Bernanke: Santa Claus or The Grinch?
I’ve written plenty about my thoughts on the Fed and all the blathering from the media talking heads. Debates about the timing and probability of a Fed “taper” decision came to a crescendo in the recent week. As is often the case, the exact opposite of what the pundits expected actually happened. It was not a huge surprise the Federal Reserve initiated a $10 billion tapering of its $85 billion monthly bond buying program, but going into this week’s announcement, the betting money was putting their dollars on the status quo.
With the holiday season upon us, investors must determine whether the tapered QE1/QE2/QE3 gifts delivered by Bernanke are a cause for concern. So the key question is, will this Santa Claus rally prance into 2014, or will the Grinch use the taper as an excuse to steal this multi-year bull market gift away? Regardless of your viewpoint, what we did learn from this week’s Fed announcement is that this initial move by the Fed will be a baby step, reducing mortgage-backed and Treasury security purchases by a measly $5 billion each. I say that tongue in cheek because the total global bond market has been estimated at about $80,000,000,000,000 (that’s $80 trillion).

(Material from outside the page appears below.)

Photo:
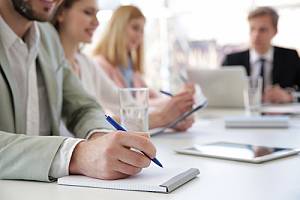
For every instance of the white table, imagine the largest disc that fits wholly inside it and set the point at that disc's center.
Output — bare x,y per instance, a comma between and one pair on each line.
218,179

As I’ve pointed out in the past, the Fed gets way too much credit (read: blame) for their impact on interest rates. Interest rates even before this announcement were as high/higher than when QE1 was instituted. What’s more, if the Fed has such artificial influence over interest rates, then why do Austria, Belgium, Canada, Denmark, Finland, France, Germany, Japan, Netherlands, Sweden, and Switzerland all have lower 10-year yields than the U.S.? Maybe their central banks are just more powerful than our Fed? Unlikely.